The documentation from the patient’s initial visit will be reviewed. In order to provide a standardized analysis, a Documentation Rubric is used to assess the documentation in each MedMalReviewer case. The most important part of the note for malpractice cases is the medical decision-making (MDM). While the rest of the note is important for billing and communicating with other clinicians, we will focus on the MDM.
The Rubric is used for grading documentation in hindsight. For help creating good notes while working clinically, see the Documentation Template.
This note scored 8/20 points.
One of the challenges in this case is the fact that T-sheets were used for documentation. T-sheets help doctors write notes quickly, but they are notorious for containing almost no useful information if a chart has to be reviewed. They may be useful for very straightforward patients with simple medical issues and no comorbidities. Unfortunately this patient did not fall into that category.
Brief Overview: 0.5/2
It is useful to start the MDM with a basic overview about the patient’s presentation. This helps distill the history and exam into 1-2 sentences of relevant information.

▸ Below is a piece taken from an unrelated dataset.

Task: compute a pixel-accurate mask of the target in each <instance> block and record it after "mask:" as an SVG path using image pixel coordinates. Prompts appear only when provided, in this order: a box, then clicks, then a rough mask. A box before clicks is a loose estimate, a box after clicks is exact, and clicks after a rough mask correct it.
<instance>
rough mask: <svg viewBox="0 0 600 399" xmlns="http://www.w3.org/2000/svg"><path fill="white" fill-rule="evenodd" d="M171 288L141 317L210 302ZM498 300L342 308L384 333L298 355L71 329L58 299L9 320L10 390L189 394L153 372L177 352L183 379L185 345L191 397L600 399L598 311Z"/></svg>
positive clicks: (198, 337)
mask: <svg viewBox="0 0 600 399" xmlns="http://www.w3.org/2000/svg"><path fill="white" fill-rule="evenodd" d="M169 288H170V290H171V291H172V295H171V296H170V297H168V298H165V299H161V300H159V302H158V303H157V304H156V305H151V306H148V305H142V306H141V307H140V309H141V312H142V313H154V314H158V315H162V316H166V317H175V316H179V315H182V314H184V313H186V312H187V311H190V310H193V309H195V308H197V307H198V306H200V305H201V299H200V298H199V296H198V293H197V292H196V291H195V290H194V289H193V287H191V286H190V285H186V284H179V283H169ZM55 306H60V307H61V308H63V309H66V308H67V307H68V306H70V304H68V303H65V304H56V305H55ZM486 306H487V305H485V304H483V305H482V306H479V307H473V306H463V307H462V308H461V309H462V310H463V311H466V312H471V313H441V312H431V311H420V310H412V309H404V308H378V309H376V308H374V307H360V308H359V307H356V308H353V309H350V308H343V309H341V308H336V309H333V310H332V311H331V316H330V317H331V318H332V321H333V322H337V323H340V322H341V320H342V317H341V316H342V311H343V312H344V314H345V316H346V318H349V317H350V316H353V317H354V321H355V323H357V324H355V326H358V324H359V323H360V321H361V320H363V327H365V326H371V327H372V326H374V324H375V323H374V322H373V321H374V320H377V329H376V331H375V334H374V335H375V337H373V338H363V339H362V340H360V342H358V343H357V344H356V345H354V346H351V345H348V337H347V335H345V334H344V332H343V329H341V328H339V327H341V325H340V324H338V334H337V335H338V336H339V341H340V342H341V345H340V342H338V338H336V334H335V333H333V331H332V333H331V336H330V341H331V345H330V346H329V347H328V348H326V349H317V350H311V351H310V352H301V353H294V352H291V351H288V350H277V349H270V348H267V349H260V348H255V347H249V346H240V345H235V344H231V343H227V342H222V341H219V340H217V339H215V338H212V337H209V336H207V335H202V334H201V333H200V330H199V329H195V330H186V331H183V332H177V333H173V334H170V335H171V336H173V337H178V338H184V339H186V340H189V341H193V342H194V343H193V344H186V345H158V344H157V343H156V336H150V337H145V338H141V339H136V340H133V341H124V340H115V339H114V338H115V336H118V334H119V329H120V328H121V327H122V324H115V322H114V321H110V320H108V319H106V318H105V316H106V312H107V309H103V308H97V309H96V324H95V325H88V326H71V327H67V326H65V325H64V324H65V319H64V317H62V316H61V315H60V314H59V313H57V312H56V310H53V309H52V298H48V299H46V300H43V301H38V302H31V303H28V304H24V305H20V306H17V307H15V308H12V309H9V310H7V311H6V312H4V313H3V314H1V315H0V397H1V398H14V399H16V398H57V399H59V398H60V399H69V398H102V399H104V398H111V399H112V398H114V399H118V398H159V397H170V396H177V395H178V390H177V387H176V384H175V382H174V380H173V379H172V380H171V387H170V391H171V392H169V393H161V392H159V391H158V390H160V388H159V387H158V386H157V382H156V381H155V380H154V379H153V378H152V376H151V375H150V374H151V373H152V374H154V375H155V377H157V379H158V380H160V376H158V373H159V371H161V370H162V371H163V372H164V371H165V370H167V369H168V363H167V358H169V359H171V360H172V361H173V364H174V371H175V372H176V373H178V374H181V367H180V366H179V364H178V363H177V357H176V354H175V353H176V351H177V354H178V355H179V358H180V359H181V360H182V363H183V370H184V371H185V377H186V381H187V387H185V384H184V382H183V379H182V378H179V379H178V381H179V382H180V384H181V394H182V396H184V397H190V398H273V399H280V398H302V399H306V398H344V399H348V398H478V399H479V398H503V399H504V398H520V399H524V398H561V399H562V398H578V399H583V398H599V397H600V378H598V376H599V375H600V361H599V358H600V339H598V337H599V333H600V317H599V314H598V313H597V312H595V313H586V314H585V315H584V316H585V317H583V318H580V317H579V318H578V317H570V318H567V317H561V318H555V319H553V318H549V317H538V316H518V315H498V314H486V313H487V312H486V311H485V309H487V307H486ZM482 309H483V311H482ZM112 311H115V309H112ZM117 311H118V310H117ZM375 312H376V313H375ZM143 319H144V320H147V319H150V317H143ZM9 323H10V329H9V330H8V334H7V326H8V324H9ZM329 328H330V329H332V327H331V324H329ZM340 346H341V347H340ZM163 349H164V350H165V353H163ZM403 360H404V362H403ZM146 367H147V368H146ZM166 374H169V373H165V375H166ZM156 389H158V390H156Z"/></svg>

This note unfortunately barely contains enough information to qualify as a documented history. The documentation of her risk factors is important in this case, and he seems to have either missed several of them or failed to document them.
Testing: 1.5/2
When the work-up is logical based upon a review of the patient’s history and presentation, no explanation is needed. However, when unusual testing is ordered, or typical testing is left out, it needs to be clearly explained.
In this case, the physician ordered a fairly standard workup for a chest pain patient. The only issue for consideration is the chest x-ray. The court records do not contain any evidence that a chest x-ray was ordered, nor any radiology of an x-ray. However, his note includes a checkbox that indicates he looked at one. It is unclear if he actually got an x-ray and the court documents simply left it out, or if he erroneously checked this box.
Therapy: 2/3
The medications given to the patient included nitroglycerin, Toradol and normal saline. These tests are not particularly unusual for a patient with chest pain. What is unusual is the fact that the physician was worried about cardiac ischemia, and did not order aspirin. Explaining why he did not want to give a key medication for the very disease he was investigating would have been wise.
Points were not deducted because of the medical decisions (no aspirin) that were made, but because of a failure to adequately explain them. Doing something atypical is fine, but documenting why it was done is critical.
Differential: 2/8
The MDM is the most important section of a medical note. The differential is the most important section of the MDM. It is a good habit to document at least 3 emergency conditions that could be causing this patient’s symptoms. These can be documented as relevant conditions that you think the patient does NOT have, as well as things that you are considering and therefore need to be worked-up.
The physician is only able to clearly show that he thought of 2 possible causes: acute coronary syndrome and sunburn. There is room for improvement here. If he did not think the patient had a pulmonary embolism, aortic dissection, pneumothorax, pneumonia, or other emergency causes of chest pain, he should have documented his thoughts.
Discrepancies: None
Aftercare: 2/4
Aftercare consists of three main elements: plan of care, follow-up instructions, and return precautions. Each of these elements need specific timing. The plan of care in this case was to use topical Voltaren (a prescription was written). She was given vague instructions to follow-up with her primary care doctor, although without specific timeline and no real sense of urgency. Return precautions were not addressed.
The medical decisions made in this case were poor (rapid follow-up was not clearly recommended, and there was seemingly no effort to facilitate her care in the community where she was vacationing). The lack of documentation regarding these issues compounded the issue, and made the decisions even harder to defend.
Take-home points:
– Don’t assume the most benign explanation of a patient’s symptoms.
– Response to nitroglycerin is not a valid way to rule out cardiac ischemia.
– Ignore automated EKG interpretations.
– Ignore attorneys who want to talk about automated EKG interpretations.
– Document a differential of at least 3 items.
– Make sure the patient understands their follow-up instructions and return precautions.